Makale

Kurumsal Yönetim Anlayışı Çerçevesinde Muhasebe-Finans’ın Durumu

Günümüz iş dünyasında yaşanan hızlı ve köklü değişiklikler, hayatın her alanında ortaya çıkan sorunlar özellikle finansal alanda finansal bilgilerin güvenilirliklerini sıkıntılı hale getirmektedir. Krizler ile birlikte, finansal bilgiler doğrultusunda karar alan kurum ve kuruluşların güven sorunu, kurumsal yönetim kavramını hayatımıza sokmamıza neden oldu. Kurumsal yönetim anlayışı ile birlikte, özellikle yönetim bilgi sistemleri, kurum ve kuruluşların çıkar gruplarına daha rasyonel bilgiler üretmesini amaçladı. Böylelikle, işletmelerde profesyonel ve kontrol edilen bir dönüşüm yaşanmaya başlandı.

Yalnızca halka arz edilmiş büyük şirketlerde uygulanmaya başlanan kurumsal yönetim uygulamaları, artık küçük ve orta ölçekli işletmelerinde ilgi alanı içerisine girdi. Bu durumun belki de en önemli unsuru gelecek nesil olarak nitelendirdiğimiz kuruculardan sonra gelen kuşakların işletmelerin içerisine girmeye başlamasıdır. Ne istediğini tam olarak adlandıramayan ancak ne olması gerektiğini doğru saptayabilen nesillerin şirket içerisinde aktif rol alması, yönetimlerin muhasebe-finans birimlerinin eksikliklerini de gün yüzüne çıkardı.

Klasik tanımı ile işlemleri kaydeden, sınıflandıran ve elde ettiği sonuçları yorumlayan muhasebe de yaşanan tüm bu değişimlere ayak uydurmak zorunda kaldı. Örneğin, “işletmenin dili” olarak nitelendirilen muhasebe artık yalnızca kaydetmekle kalmıyor, kurum ve kuruluşların tüm faaliyetlerindeki etkinlik ve verimliliklerinin derecesini de ölçüyor. İşletmelerin tüm birimlerinden bilgi akışı sağlayan muhasebe-finans birimi, elde ettiği tüm bu rakamları sürekli olarak analiz ve sentezden geçirerek, yönetime kararların alınması sürecinde bilgi akışı sağlıyor.

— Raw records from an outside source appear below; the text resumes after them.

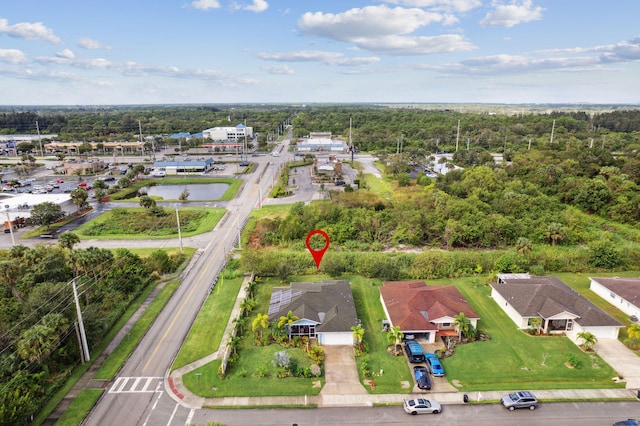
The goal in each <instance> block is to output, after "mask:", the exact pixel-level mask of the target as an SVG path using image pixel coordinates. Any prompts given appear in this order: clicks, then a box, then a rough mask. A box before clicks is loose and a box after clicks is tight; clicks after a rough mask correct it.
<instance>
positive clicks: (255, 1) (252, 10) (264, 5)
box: [243, 0, 269, 13]
mask: <svg viewBox="0 0 640 426" xmlns="http://www.w3.org/2000/svg"><path fill="white" fill-rule="evenodd" d="M268 8H269V3H267V2H266V1H265V0H253V4H252V5H250V6H245V7H244V8H243V9H244V10H248V11H249V12H255V13H261V12H264V11H265V10H267V9H268Z"/></svg>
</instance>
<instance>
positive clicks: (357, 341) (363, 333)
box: [351, 324, 364, 348]
mask: <svg viewBox="0 0 640 426" xmlns="http://www.w3.org/2000/svg"><path fill="white" fill-rule="evenodd" d="M351 331H353V340H354V341H355V343H356V344H357V345H358V347H359V348H362V339H363V338H364V328H363V327H362V324H358V325H354V326H353V327H351Z"/></svg>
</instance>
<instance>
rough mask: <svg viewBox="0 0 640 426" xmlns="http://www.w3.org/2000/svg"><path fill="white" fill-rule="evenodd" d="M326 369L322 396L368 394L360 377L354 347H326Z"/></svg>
mask: <svg viewBox="0 0 640 426" xmlns="http://www.w3.org/2000/svg"><path fill="white" fill-rule="evenodd" d="M324 368H325V385H324V387H323V388H322V390H321V391H320V395H321V396H330V395H366V394H368V392H367V391H366V390H365V389H364V387H363V386H362V384H361V383H360V378H359V377H358V367H357V365H356V357H355V355H354V353H353V346H324Z"/></svg>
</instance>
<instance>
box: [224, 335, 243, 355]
mask: <svg viewBox="0 0 640 426" xmlns="http://www.w3.org/2000/svg"><path fill="white" fill-rule="evenodd" d="M227 346H228V347H229V349H231V354H232V355H233V356H235V355H237V354H238V348H239V347H240V337H239V336H229V340H228V341H227Z"/></svg>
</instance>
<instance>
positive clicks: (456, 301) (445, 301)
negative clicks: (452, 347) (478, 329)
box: [380, 281, 480, 343]
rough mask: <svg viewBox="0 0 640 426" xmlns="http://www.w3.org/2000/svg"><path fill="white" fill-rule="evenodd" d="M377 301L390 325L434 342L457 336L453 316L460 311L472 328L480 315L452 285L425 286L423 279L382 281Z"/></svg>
mask: <svg viewBox="0 0 640 426" xmlns="http://www.w3.org/2000/svg"><path fill="white" fill-rule="evenodd" d="M380 300H381V301H382V307H383V309H384V312H385V314H386V316H387V319H388V320H389V325H390V326H391V327H400V331H402V333H403V334H404V335H405V336H406V335H410V334H412V335H414V336H415V337H417V338H424V339H425V340H427V342H429V343H434V342H435V341H436V337H447V336H457V335H458V333H457V331H456V326H455V324H454V321H455V317H456V316H457V315H459V314H460V313H463V314H464V315H465V317H467V319H468V320H469V322H470V323H471V325H473V327H474V328H477V326H478V320H479V319H480V317H479V316H478V314H477V313H476V312H475V311H474V310H473V308H472V307H471V305H469V303H468V302H467V300H466V299H465V298H464V297H463V296H462V294H461V293H460V291H458V289H457V288H456V287H454V286H427V285H426V283H425V282H424V281H392V282H384V283H383V285H382V287H380Z"/></svg>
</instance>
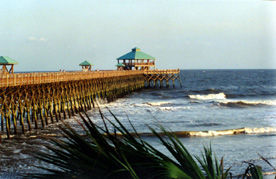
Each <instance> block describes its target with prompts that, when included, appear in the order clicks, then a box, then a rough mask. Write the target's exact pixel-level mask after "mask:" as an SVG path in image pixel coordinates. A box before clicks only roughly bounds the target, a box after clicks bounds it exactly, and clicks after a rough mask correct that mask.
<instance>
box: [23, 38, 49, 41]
mask: <svg viewBox="0 0 276 179" xmlns="http://www.w3.org/2000/svg"><path fill="white" fill-rule="evenodd" d="M27 40H28V41H30V42H46V41H47V39H45V38H44V37H38V38H37V37H28V38H27Z"/></svg>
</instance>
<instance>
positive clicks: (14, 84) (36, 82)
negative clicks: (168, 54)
mask: <svg viewBox="0 0 276 179" xmlns="http://www.w3.org/2000/svg"><path fill="white" fill-rule="evenodd" d="M142 74H144V71H142V70H128V71H124V70H123V71H117V70H112V71H89V72H82V71H77V72H47V73H15V74H9V73H7V74H2V75H1V76H0V87H8V86H19V85H29V84H41V83H54V82H61V81H74V80H86V79H95V78H108V77H119V76H128V75H142Z"/></svg>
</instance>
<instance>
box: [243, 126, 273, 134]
mask: <svg viewBox="0 0 276 179" xmlns="http://www.w3.org/2000/svg"><path fill="white" fill-rule="evenodd" d="M270 132H276V127H262V128H245V133H246V134H262V133H270Z"/></svg>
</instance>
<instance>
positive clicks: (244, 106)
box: [217, 100, 276, 108]
mask: <svg viewBox="0 0 276 179" xmlns="http://www.w3.org/2000/svg"><path fill="white" fill-rule="evenodd" d="M217 104H218V105H219V106H226V107H236V108H241V107H254V106H275V105H276V101H274V100H267V101H220V102H218V103H217Z"/></svg>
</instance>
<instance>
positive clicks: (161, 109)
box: [159, 106, 191, 111]
mask: <svg viewBox="0 0 276 179" xmlns="http://www.w3.org/2000/svg"><path fill="white" fill-rule="evenodd" d="M185 109H191V107H190V106H185V107H182V106H181V107H159V110H161V111H178V110H185Z"/></svg>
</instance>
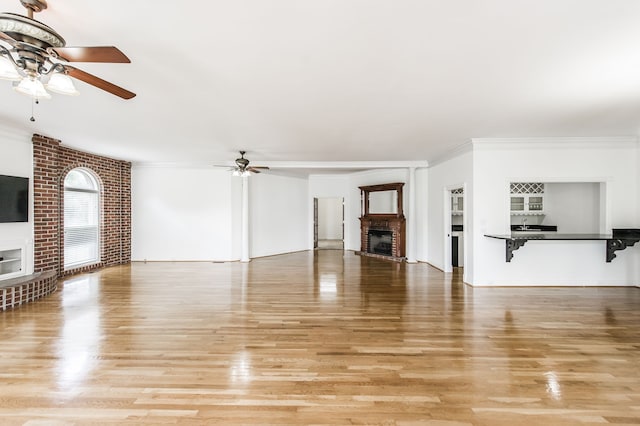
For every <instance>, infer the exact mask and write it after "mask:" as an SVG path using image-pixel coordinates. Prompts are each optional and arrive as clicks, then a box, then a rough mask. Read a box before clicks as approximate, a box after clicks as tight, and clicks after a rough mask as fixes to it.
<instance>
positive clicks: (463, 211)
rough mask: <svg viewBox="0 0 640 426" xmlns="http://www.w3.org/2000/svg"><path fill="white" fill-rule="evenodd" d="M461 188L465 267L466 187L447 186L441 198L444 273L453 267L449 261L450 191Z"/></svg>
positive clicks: (450, 240) (451, 238) (466, 193)
mask: <svg viewBox="0 0 640 426" xmlns="http://www.w3.org/2000/svg"><path fill="white" fill-rule="evenodd" d="M459 188H462V193H463V194H464V207H463V211H462V265H463V267H464V266H466V265H467V248H466V246H467V231H468V230H467V223H466V222H467V208H468V206H469V203H468V202H467V201H468V200H467V185H466V184H465V183H460V184H455V185H447V186H445V187H444V189H443V192H442V196H443V200H442V203H443V207H444V208H443V209H442V211H443V216H444V217H443V219H444V220H443V247H444V253H443V257H442V259H443V265H442V270H443V271H444V272H453V265H452V264H451V263H452V260H451V239H452V236H451V196H452V194H451V191H453V190H454V189H459Z"/></svg>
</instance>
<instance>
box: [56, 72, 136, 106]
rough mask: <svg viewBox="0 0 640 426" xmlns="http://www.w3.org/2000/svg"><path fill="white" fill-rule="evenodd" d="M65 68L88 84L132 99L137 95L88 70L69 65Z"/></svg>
mask: <svg viewBox="0 0 640 426" xmlns="http://www.w3.org/2000/svg"><path fill="white" fill-rule="evenodd" d="M65 69H66V70H67V74H68V75H69V76H71V77H73V78H77V79H78V80H80V81H84V82H85V83H87V84H90V85H92V86H95V87H97V88H98V89H102V90H104V91H105V92H109V93H111V94H113V95H116V96H119V97H121V98H123V99H131V98H133V97H135V96H136V94H135V93H133V92H130V91H128V90H127V89H123V88H122V87H120V86H116V85H115V84H113V83H109V82H108V81H106V80H103V79H101V78H100V77H96V76H95V75H93V74H89V73H88V72H86V71H82V70H79V69H78V68H74V67H71V66H69V65H65Z"/></svg>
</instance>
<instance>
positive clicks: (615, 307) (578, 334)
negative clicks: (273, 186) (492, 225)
mask: <svg viewBox="0 0 640 426" xmlns="http://www.w3.org/2000/svg"><path fill="white" fill-rule="evenodd" d="M61 284H62V285H61V290H59V291H58V292H57V293H55V294H53V295H51V296H48V297H47V298H45V299H42V300H40V301H37V302H34V303H31V304H28V305H25V306H23V307H21V308H19V309H15V310H11V311H7V312H4V313H1V314H0V339H1V342H2V344H1V346H0V424H2V425H4V424H10V425H12V424H26V425H67V424H83V425H84V424H100V425H103V424H125V423H128V424H154V425H155V424H179V425H202V424H225V425H233V424H264V425H270V424H280V425H306V424H319V425H326V424H336V425H352V424H372V425H422V424H424V425H437V426H460V425H492V426H493V425H498V426H500V425H589V424H594V425H595V424H597V425H602V424H615V425H618V426H619V425H625V424H626V425H632V424H635V425H637V424H639V423H640V289H638V288H513V289H509V288H485V289H482V288H471V287H468V286H465V285H464V284H462V283H461V282H460V277H459V276H458V275H456V274H447V275H445V274H443V273H441V272H440V271H438V270H436V269H433V268H431V267H429V266H428V265H425V264H399V263H394V262H385V261H380V260H377V259H372V258H366V257H358V256H355V255H354V254H352V253H350V252H346V253H345V252H342V251H337V250H319V251H315V252H301V253H293V254H287V255H282V256H274V257H268V258H261V259H254V260H253V261H252V262H251V263H249V264H242V263H146V264H145V263H134V264H132V265H126V266H120V267H112V268H106V269H103V270H101V271H98V272H95V273H92V274H85V275H78V276H74V277H71V278H68V279H66V280H65V281H63V282H62V283H61Z"/></svg>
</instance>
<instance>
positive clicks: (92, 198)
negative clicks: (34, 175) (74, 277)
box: [64, 188, 100, 269]
mask: <svg viewBox="0 0 640 426" xmlns="http://www.w3.org/2000/svg"><path fill="white" fill-rule="evenodd" d="M99 257H100V252H99V197H98V192H97V191H92V190H86V189H75V188H65V191H64V268H65V269H70V268H72V267H77V266H80V265H84V264H91V263H96V262H98V261H99Z"/></svg>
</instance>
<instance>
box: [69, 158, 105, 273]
mask: <svg viewBox="0 0 640 426" xmlns="http://www.w3.org/2000/svg"><path fill="white" fill-rule="evenodd" d="M72 172H80V173H82V174H83V175H85V176H87V177H88V178H89V180H90V181H91V183H92V185H93V188H90V189H89V188H78V187H73V186H69V185H68V182H67V178H68V176H69V174H71V173H72ZM83 193H84V194H95V203H94V208H95V211H94V212H93V214H94V217H95V225H94V224H91V225H84V226H77V227H74V226H68V225H67V207H68V204H67V201H68V200H69V199H68V197H67V194H69V195H71V194H73V195H76V196H77V195H79V194H83ZM63 194H64V195H63V196H64V200H65V201H64V209H65V211H64V212H63V217H64V221H63V223H64V254H65V255H64V265H63V269H64V270H65V271H68V270H72V269H77V268H80V267H83V266H88V265H94V264H97V263H100V260H101V249H100V246H101V244H100V224H101V219H102V218H101V211H100V204H101V199H100V195H101V194H100V183H99V180H98V178H97V177H96V176H95V174H94V173H93V171H91V170H90V169H87V168H84V167H77V168H75V169H72V170H70V171H69V173H68V174H67V176H65V180H64V192H63ZM94 228H95V229H94ZM83 230H84V231H87V230H91V231H92V232H91V233H90V235H91V238H90V239H88V241H90V240H93V241H95V246H94V247H92V249H90V250H93V253H94V254H95V255H94V256H89V257H85V258H82V259H81V260H74V261H69V260H68V259H69V258H71V257H72V256H68V255H67V253H68V252H67V248H68V247H67V238H68V237H69V234H70V233H73V232H74V231H78V232H79V233H81V232H82V231H83ZM76 238H80V239H81V238H82V235H80V236H78V235H76ZM93 241H90V242H93Z"/></svg>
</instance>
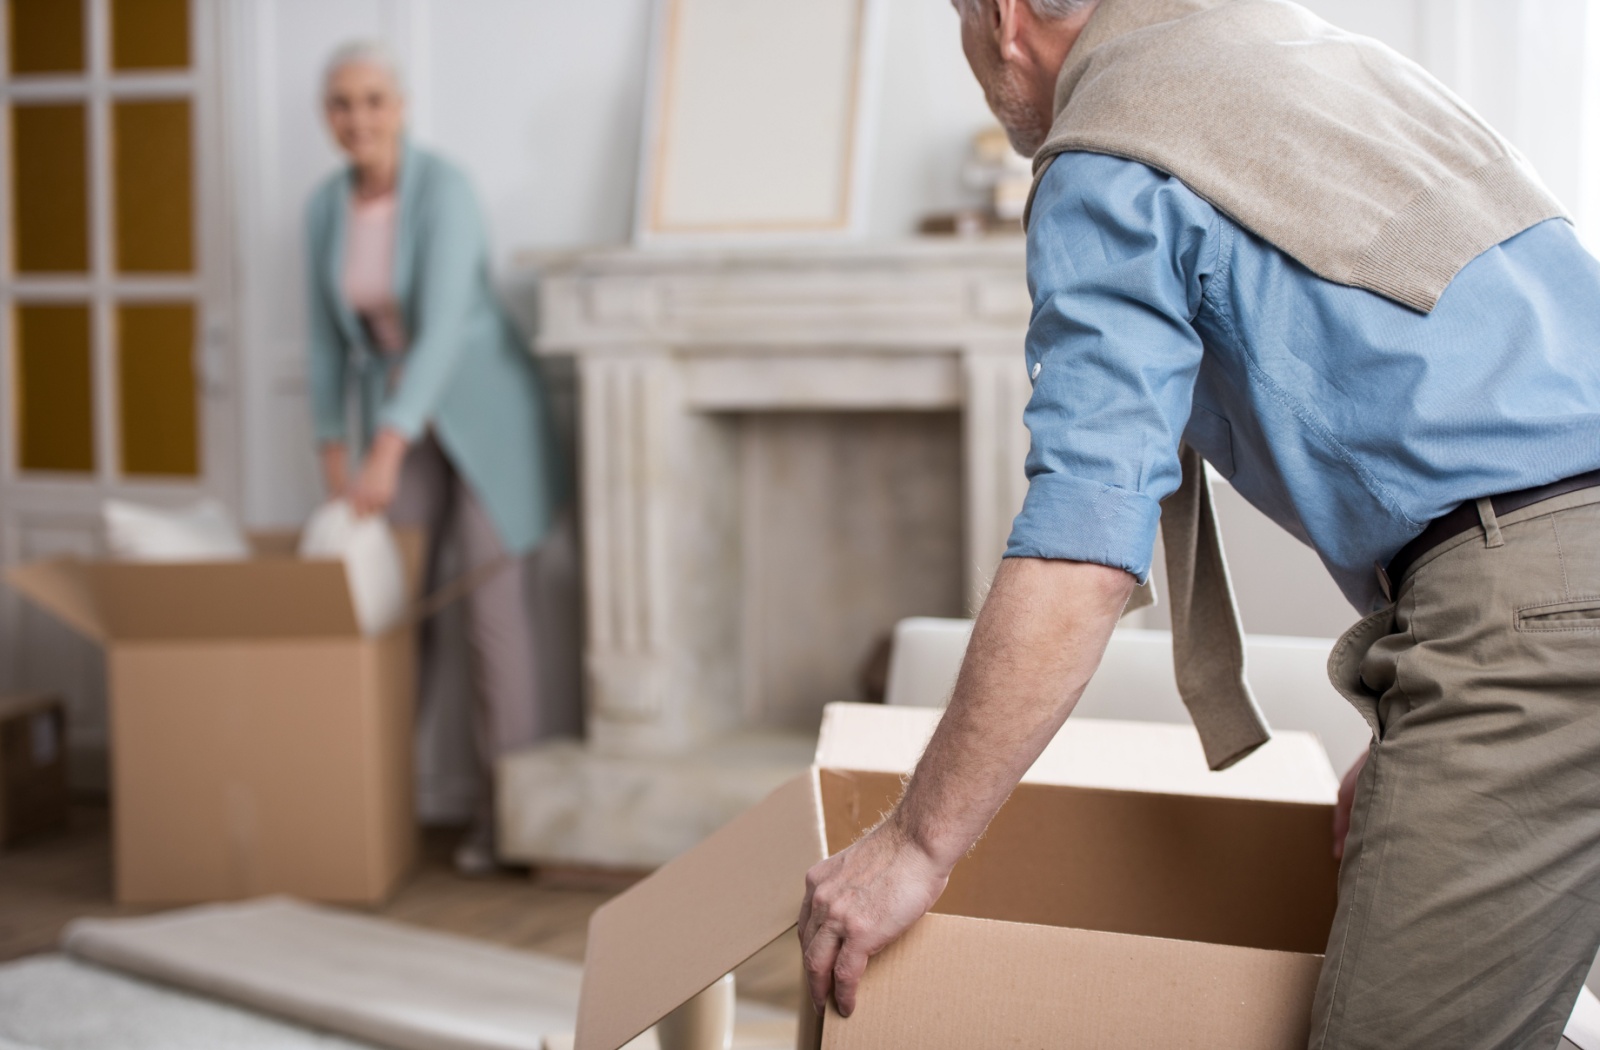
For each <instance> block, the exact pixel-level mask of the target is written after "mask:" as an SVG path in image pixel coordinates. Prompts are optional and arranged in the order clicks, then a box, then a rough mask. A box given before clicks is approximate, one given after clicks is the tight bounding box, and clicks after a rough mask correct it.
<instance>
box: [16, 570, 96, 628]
mask: <svg viewBox="0 0 1600 1050" xmlns="http://www.w3.org/2000/svg"><path fill="white" fill-rule="evenodd" d="M86 568H88V567H86V565H85V563H83V562H80V560H77V559H70V557H62V559H50V560H48V562H34V563H32V565H13V567H11V568H10V570H6V575H5V578H6V583H8V584H11V587H13V589H14V591H16V592H18V594H21V595H22V597H26V599H27V600H29V602H32V603H34V605H38V607H40V608H42V610H45V611H46V613H50V615H51V616H54V618H56V619H59V621H61V623H64V624H67V626H69V627H72V629H74V631H77V632H78V634H82V635H85V637H86V639H90V640H91V642H104V640H106V626H104V623H102V621H101V616H99V605H98V603H96V600H94V591H93V589H91V587H90V581H88V575H86Z"/></svg>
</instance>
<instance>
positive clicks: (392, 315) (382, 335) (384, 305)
mask: <svg viewBox="0 0 1600 1050" xmlns="http://www.w3.org/2000/svg"><path fill="white" fill-rule="evenodd" d="M397 203H398V202H397V200H395V195H394V194H392V192H389V194H384V195H382V197H371V198H368V200H357V198H352V200H350V222H349V229H347V230H346V240H344V275H342V285H344V298H346V299H347V301H349V304H350V309H352V311H355V314H357V317H360V319H362V322H363V323H365V325H366V331H368V335H370V336H371V339H373V343H374V344H376V346H378V349H379V351H382V352H384V354H400V352H402V351H405V343H406V336H405V325H403V323H402V320H400V304H398V303H397V301H395V282H394V271H395V208H397Z"/></svg>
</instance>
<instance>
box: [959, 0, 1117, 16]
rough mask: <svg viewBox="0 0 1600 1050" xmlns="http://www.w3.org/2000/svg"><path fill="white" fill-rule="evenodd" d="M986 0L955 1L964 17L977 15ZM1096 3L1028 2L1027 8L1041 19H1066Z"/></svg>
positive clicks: (1036, 0) (1089, 0)
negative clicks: (974, 14)
mask: <svg viewBox="0 0 1600 1050" xmlns="http://www.w3.org/2000/svg"><path fill="white" fill-rule="evenodd" d="M982 2H984V0H955V6H957V8H960V11H962V16H968V14H976V13H978V5H979V3H982ZM1091 3H1094V0H1027V6H1030V8H1034V14H1037V16H1040V18H1066V16H1069V14H1074V13H1077V11H1082V10H1083V8H1086V6H1090V5H1091Z"/></svg>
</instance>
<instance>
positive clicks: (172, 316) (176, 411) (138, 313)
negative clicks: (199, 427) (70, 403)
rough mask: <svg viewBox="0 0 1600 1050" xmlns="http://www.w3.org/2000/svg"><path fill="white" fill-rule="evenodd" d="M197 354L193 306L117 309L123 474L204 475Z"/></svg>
mask: <svg viewBox="0 0 1600 1050" xmlns="http://www.w3.org/2000/svg"><path fill="white" fill-rule="evenodd" d="M194 349H195V309H194V306H192V304H189V303H138V304H134V303H128V304H123V306H120V307H117V351H118V352H117V386H118V391H117V395H118V397H117V400H118V405H120V410H122V411H120V415H122V471H123V474H130V475H168V477H173V475H178V477H195V475H198V474H200V440H198V427H200V419H198V391H197V389H195V368H194Z"/></svg>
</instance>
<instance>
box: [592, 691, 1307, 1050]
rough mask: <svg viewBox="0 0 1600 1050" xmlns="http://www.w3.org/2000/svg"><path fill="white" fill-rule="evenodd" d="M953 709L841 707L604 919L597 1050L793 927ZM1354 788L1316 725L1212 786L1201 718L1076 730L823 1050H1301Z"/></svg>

Söz konusu bilgi akışının muhasebe kökenli olarak ilerlemesinin tabi ki de en önemli sebeplerinden biri muhasebe biriminin yasal zorunlulukları en yoğun hisseden birim olmasıdır. Ancak, zorlayıcı etkenlerin desteği ile bile olsa güncelliği sağlanan bilgiler işletmelerin bilgi sisteminin temelini oluşturuyor. Bilgi sisteminin işletilmesinde olmazsa olmazlardan olan süreklilik ve güncellik şartlarını yerine getiren muhasebe, işletmelerin temel fonksiyonlarından olan planlamayı da kendine doğru yaklaştırıyor. Böylelikle, işletme üst yönetimlerinin yönetim muhasebesi, maliyet muhasebesi, sorumluluk muhasebesi veya bütçe gibi farklı perspektiflerle değerlendirme yapmasına olanak sağlıyor. Bilgi kullanıcılarına veya taraflarına diğer bir ifade ile iç veya dış paydaşlarına her türlü sağladığı finansal bilgiyi, şeffaf ve hesap verebilir bir şekilde ortaya koymaya çalışan muhasebe-finans aslında kendi içerisinde genel kabul görmüş ilkelerine de paralel bir anlayış sergilemektedir.

Dolayısıyla, muhasebenin ve denetimin genel kabul görmüş ilkelerinin yanı sıra kurumsal yönetimin de genel kabul görmüş ilkeleri yine muhasebenin temel de hizmet etmeye çalıştığı anlayışa uygundur. Örneğin, kurumsal yönetim de aynı muhasebe gibi şeffaflık, hesap verebilirlik, adillik ve sorumluluk ana ilkeleri tarafından şekillenmektedir.

Şirket içerisindeki uygulamalarda gerektiği kadar önem verilmeyen ve daha çok satışa odaklanan şirketlerimizin, resme doğru açıdan bakabilmeleri için öncelikle muhasebe-finansa ve ardından işletmeleri içerisindeki bilgi sistemlerine önem vermeleri gerekliliği açıktır.  Değişen koşullara ancak şeffaflık ve hesap verebilirlik yolunda ilerleyen, bilgi alt yapılarını ihtiyaçları doğrultusunda şekillendirebilen, elde ettiği tüm bilgileri kullanarak stratejilerini doğru olarak ortaya koyabilen ve stratejik anlamda doğru yönetilebilenler adaptasyon sürecini tamamlayabilecektir.